Best way to denoise data


I have trouble deciding how to do the denoise step with dada2 when I have a quality plot like this (attached).
Previously I have had clear idea what to do because the quality is low in the 5' and 3' ends but now I can see quality drop in the middle. What would be the best way to go from here? I know that the denoise-paired has the --p-trunc-q option, should I trim and truncate the reads as always and then add the --p-trunc-q maybe?
I am using qiime2 version 2019.7 that is installed into my workplace server.
Currently I did this command, but I think I should do something with the middle part aswell where the quality drops quite a bit
qiime dada2 denoise-paired --i-demultiplexed-seqs toitumisuuring-influencerid-paired.qza --p-n-threads 20 --p-trunc-len-f 252 --p-trunc-len-r 219 --p-trim-left-f 15 --p-trim-left-r 26 --o-representative-sequences rep-seqs-toitumisuuring-influencerid-paired.qza --o-table table-toitumisuuring-influencerid-paired.qza --o-denoising-stats stats-toitumisuuring-influencerid-paired.qza --verbose --p-chimera-method consensus

I would like to be able to use --p-trunc-len-r 240 instead of 219 so that I wouldn't loose that data but the quality is so wonky.

Hi @kreetelyll,
What region is this and what primer sets are you using? We’re particularly interested in how much overlap region there are.
Can you also post the stats results visualization of your dada2 run so we know how this run actually performed?
It’s hard to make recommendations without this information.

I would for now stay away from playing around with the q-score filtering, instead try trimming the first 30 or so sequences from the 5’ and see if that helps.

So what happens if you do run those parameters?

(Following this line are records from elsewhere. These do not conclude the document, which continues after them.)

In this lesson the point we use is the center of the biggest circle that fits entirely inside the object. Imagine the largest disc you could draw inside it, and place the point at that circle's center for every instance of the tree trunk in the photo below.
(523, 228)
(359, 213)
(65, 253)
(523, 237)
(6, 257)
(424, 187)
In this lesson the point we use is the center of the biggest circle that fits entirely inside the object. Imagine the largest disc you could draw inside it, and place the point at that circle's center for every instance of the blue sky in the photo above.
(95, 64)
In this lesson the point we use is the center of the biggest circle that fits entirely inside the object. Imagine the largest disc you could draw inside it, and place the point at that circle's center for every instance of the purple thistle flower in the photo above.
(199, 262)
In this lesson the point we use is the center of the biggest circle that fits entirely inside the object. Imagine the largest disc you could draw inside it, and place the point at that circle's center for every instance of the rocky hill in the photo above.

It is V3-V4 region. I believe the primers used were 515F– 806R.
I added the stats visualization.

I haven't tried it out.

I know that two different kits were used for DNA extraction, can that play a big role and maybe I should do 2 separate denoising depending on which extraction method was used?

stats.qzv (1.2 MB)

Hi @kreetelyll,
Thanks for the updated info.
From the provenance of the stats.qzv I can extract that you ran the following parameters for DADA2:


Note, that this is different than what you initially mentioned above, not sure if this is intentional or not but just thought I’d point it out.
And the problem so far in your stats results is that your reads are unable to merge. This is because you are truncating too much from the 3’. With a long region like V3-V4 plus the fact that you only have 2x250 bp reads that doesn’t leave you much room for truncating. You have 2 options, either a) re-run but change the truncating parameters to a point where your read still merge (search the forum for how to do this calculation, lots of threads discussing how to calculate overlap region and setting dada2 trimming parameters) or b) discard the reverse reads all together and just use the forward reads.
I wouldn’t worry about the middle regions of questionably quality, they seem to have pass the initial dada2 filtering process anyways (see filtered column in stats.qzv).

Hope this helps!

1 Like

Sorry, yes I sent the wrong file. This one is correct. stats.qzv (1.2 MB) . I used:
--p-trunc-len-f 0
--p-trunc-len-r 219
--p-trim-left-f 15
--p-trim-left-r 26
What do you think is it okay to continue on with these data or should I change the setting/use only forward reads? I am not completely sure how to read the stats file and what is the most important information I should get out of it when deciding my next steps. Would appreciate an opinion of a pro.

Hi @kreetelyll,

The stats file you view shows chronologically what happens in each step of DADA2.
Input: How many reads were at the beginning
Filtered: # of reads retained after Initial filtering, trimming etc.
denoised: # of reads that were successfully denoised and retaind
merged: # of reads that were successfully merged after denoising
non-chimeric: # of reads retained after chimera removes <- this is the final # you should see in your feature-table summarize results.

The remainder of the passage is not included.